O voto é uma decisão livre. Dever cívico fundamental, ele torna-se o instrumento possível para que o povo exprima a sua vontade sobre pessoas e programas de governação, seja local, seja central.

É manifesto que as forças partidárias, sedentas de alcançar o poder, dizem verdades, meias verdades e muitas mentiras, para conseguir os seus objectivos. Daí que, muitas vezes, as campanhas não só não são elucidativas, como lançam imensas dúvidas e confusões. A fatia dos indecisos é sempre muito expressiva até ao momento final, o da votação. E, muitas vezes, depende da última tirada patética ou sedutora a opção que vai surgir no boletim de voto.

Apesar de tudo, o povo não é cego nem louco. Pode ceder a alguma tentativa de suborno com promessas de satisfação de interesses imediatos, é certo. Mas uma grande parte do eleitorado pondera sempre alguns factores, totalmente verdadeiros ou não, e procura fazer uma escolha ponderada.

As árvores conhecem-se pelos seus frutos, todos sabemos. E, se avaliarmos os frutos produzidos pela governação, não poderemos concluir que temos tido boas árvores a dirigir o País.
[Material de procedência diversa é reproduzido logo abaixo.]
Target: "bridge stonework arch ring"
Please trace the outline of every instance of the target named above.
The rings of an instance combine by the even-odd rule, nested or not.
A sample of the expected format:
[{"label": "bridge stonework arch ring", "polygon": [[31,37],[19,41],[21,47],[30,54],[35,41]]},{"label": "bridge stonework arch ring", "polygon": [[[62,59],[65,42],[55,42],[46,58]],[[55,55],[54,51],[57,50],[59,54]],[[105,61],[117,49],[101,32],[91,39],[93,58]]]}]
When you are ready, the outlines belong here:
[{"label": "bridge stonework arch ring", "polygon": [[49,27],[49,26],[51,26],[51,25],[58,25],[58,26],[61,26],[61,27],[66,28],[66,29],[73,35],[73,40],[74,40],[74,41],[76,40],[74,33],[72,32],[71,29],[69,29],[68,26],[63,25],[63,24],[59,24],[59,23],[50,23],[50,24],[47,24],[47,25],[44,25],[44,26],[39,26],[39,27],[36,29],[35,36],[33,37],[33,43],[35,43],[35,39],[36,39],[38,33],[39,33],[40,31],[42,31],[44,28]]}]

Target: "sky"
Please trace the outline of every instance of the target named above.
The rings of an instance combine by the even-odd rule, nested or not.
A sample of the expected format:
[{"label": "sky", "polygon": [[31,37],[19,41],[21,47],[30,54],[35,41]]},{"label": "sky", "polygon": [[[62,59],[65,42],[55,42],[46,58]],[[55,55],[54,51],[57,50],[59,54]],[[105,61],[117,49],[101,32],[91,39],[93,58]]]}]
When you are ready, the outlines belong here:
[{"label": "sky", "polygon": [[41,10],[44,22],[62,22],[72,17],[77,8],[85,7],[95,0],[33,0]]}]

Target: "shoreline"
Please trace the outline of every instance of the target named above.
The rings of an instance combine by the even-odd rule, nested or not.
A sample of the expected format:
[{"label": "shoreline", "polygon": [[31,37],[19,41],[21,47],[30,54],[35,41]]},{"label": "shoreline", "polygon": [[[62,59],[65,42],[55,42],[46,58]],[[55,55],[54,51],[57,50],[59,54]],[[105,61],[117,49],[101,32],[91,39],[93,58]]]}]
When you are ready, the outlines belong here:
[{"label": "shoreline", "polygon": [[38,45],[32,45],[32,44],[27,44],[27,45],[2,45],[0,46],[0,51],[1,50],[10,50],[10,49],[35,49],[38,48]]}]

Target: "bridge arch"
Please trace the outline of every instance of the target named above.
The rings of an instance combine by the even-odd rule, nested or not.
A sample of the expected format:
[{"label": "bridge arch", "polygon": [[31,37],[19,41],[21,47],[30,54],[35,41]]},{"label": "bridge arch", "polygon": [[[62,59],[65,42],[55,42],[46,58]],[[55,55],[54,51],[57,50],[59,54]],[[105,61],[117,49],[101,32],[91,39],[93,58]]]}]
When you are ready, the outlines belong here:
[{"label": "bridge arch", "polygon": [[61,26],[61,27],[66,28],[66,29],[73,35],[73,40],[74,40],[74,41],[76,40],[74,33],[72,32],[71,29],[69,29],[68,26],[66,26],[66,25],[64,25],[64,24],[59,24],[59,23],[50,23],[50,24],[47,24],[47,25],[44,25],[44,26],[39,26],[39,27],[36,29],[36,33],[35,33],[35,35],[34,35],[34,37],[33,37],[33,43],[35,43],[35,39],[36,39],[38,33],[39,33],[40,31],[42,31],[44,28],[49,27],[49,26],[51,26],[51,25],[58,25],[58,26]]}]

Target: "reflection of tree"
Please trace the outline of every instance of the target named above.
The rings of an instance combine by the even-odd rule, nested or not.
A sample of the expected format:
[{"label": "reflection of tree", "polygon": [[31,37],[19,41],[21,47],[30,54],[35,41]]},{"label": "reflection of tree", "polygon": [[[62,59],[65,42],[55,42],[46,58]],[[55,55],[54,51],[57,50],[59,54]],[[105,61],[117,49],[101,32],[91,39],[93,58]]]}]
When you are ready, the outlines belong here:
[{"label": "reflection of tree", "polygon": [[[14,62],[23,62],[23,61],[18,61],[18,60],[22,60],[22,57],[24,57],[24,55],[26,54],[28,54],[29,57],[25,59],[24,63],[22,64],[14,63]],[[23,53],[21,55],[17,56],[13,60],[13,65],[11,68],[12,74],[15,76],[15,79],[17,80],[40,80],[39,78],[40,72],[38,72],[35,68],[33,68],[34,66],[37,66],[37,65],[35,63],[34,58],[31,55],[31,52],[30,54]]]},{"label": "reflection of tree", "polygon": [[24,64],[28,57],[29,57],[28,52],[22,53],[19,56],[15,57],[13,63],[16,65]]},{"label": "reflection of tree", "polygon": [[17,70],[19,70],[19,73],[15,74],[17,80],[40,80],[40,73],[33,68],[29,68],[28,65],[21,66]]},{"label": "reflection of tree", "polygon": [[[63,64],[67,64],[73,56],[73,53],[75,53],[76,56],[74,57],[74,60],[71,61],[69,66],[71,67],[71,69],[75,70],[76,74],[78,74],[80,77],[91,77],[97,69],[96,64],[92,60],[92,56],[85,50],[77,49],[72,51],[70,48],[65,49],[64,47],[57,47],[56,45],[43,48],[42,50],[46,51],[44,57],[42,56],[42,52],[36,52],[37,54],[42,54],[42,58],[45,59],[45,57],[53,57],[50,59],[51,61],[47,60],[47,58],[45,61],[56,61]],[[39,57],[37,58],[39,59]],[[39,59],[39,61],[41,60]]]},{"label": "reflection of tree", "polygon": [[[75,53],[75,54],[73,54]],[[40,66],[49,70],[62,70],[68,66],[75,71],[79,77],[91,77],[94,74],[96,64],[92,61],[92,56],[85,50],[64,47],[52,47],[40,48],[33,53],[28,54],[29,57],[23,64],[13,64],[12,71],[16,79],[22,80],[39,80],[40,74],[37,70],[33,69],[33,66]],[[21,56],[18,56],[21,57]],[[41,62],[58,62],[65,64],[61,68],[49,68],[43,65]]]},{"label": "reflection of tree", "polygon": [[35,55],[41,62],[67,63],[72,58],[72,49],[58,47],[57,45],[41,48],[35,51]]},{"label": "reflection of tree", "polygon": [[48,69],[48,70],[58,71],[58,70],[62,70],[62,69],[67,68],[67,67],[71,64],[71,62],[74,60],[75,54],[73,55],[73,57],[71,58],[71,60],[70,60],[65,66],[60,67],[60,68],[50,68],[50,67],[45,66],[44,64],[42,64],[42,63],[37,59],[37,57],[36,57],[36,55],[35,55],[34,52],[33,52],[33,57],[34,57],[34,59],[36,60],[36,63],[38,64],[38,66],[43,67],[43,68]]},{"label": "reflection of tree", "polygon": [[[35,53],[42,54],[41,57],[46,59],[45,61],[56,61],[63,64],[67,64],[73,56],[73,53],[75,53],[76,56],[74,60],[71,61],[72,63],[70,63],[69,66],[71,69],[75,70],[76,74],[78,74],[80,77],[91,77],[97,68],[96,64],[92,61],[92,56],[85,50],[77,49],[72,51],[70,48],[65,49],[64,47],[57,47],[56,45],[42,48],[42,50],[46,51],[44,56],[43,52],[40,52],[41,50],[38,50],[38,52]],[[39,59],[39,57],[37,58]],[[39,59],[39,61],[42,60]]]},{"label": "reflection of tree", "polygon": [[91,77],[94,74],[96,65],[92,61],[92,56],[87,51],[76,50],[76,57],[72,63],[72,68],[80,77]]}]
Não é só o descalabro financeiro, que nos traz de cinto apertado e de garganta angustiada, que nos faz tremer perante o futuro e ter de fazer apelo às mais profundas razões de esperança para não desistir. Foi a delapidação da família, a instrumentalização da vida, a consagração da mentira como verdade política, o favorecimento de amigos e correligionários, a promiscuidade das instituições públicas, a degradação da própria justiça, a manga larga que faz crescer a insegurança, a educação a voltar à selva!

Um País sem rumo, sem ideais, sem propostas, que se prepara para “matar airosamente os idosos”, com as restrições e o isolamento, que semeou ilusões a granel nos sonhos dos jovens e agora lhes cerceia caminhos de realização e de utilidade social.

Mudar é indispensável! Deixar cair quem nos enganou até ao último instante é a atitude sensata. Dúvidas temos. Mas cegos não somos, para aceitar que alguém, que deveria ter outra postura, nos venha dizer que este primeiro-ministro ficará para a história como o melhor de todos os tempos. Apesar de tudo, quem o disse foi bem melhor!

Votar é um dever! Votar por Portugal exige bom senso e coragem! Ser português é votar por Portugal!